His curiosity mounted: Who was this special woman? Perhaps she was a distinguished rebbetzin, the wife of a talmid chacham?!
He rose from his place, crossed the room and approached her with respect and asked where she was from and what she did. To his surprise, she related that she had been raised in a traditional Jewish home in Europe, but during the Holocaust, her parents had left her among gentiles, alone, and she’d been lost to her people.
“I haven’t heard a tefillah in more than fifty years,” the woman related tearfully, “I haven’t heard a single brachah all these years. The brachah that you made on the wine aroused within me very old childhood memories, and when I merited to answer amen, I felt like that amen filled my entire being and was carrying me back home, to where I came from.”
The tears flowed freely down the woman’s face, and Rabbi Schwartz also felt tears in his own eyes.

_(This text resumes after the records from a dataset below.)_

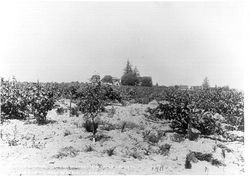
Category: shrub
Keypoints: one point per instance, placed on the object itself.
(74, 112)
(111, 151)
(90, 126)
(92, 103)
(67, 151)
(164, 149)
(108, 126)
(89, 148)
(60, 110)
(66, 133)
(107, 79)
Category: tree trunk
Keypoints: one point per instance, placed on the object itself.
(70, 106)
(93, 128)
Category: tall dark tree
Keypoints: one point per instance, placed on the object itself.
(205, 84)
(136, 72)
(128, 68)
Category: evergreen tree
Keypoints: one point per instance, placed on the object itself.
(136, 72)
(128, 68)
(205, 84)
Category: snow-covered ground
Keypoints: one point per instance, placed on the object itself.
(63, 146)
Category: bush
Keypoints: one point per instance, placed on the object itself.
(89, 148)
(91, 127)
(74, 112)
(107, 79)
(60, 110)
(164, 149)
(111, 151)
(67, 151)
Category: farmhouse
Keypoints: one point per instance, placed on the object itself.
(108, 79)
(196, 87)
(182, 87)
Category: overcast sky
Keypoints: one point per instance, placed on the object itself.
(173, 42)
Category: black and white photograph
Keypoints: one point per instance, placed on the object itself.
(123, 88)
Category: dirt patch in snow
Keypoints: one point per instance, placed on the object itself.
(139, 146)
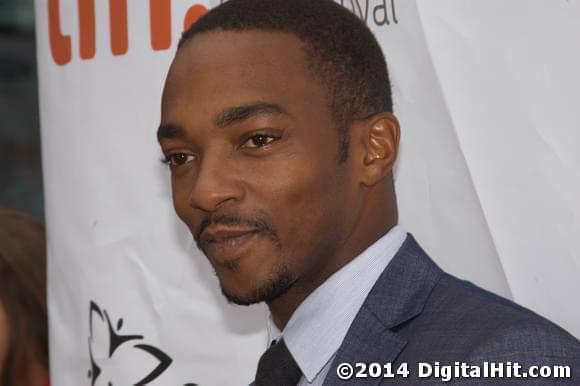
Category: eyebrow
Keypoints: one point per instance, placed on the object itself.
(170, 131)
(225, 118)
(238, 114)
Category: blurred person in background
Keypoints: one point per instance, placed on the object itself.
(23, 311)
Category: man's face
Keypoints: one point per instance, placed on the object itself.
(253, 153)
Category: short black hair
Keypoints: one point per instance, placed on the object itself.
(341, 51)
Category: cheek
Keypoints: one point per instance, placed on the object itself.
(308, 204)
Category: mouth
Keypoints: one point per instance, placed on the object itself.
(222, 243)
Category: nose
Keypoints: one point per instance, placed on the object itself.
(217, 183)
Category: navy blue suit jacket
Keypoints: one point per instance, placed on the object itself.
(417, 313)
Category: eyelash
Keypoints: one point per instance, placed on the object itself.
(269, 137)
(170, 158)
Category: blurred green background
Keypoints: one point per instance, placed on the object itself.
(20, 160)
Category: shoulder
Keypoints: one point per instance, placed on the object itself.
(490, 325)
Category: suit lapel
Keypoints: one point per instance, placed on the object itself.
(399, 294)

A nurse announced the name of the patient that Rabbi Schwartz was accompanying and he hurriedly wished the woman a refuah sheleimah, and then entered the room with his friend. Baruch Hashem, the test results were normal, and the patient was feeling much better by this time.
When he emerged from the room, Rabbi Schwartz sought out the old woman to see how she was doing, but when he came over to her bed, he was shocked to find that in the short time he had been in the exam room, the woman had passed away, and she was now covered with a sheet.
Once again, he felt hot tears on his cheeks: Fifty years of isolation and estrangement from the Eternal People and one big amen that had resounded and filled her heart. “Yesh koneh olamo b’amen achas,” he whispered to himself.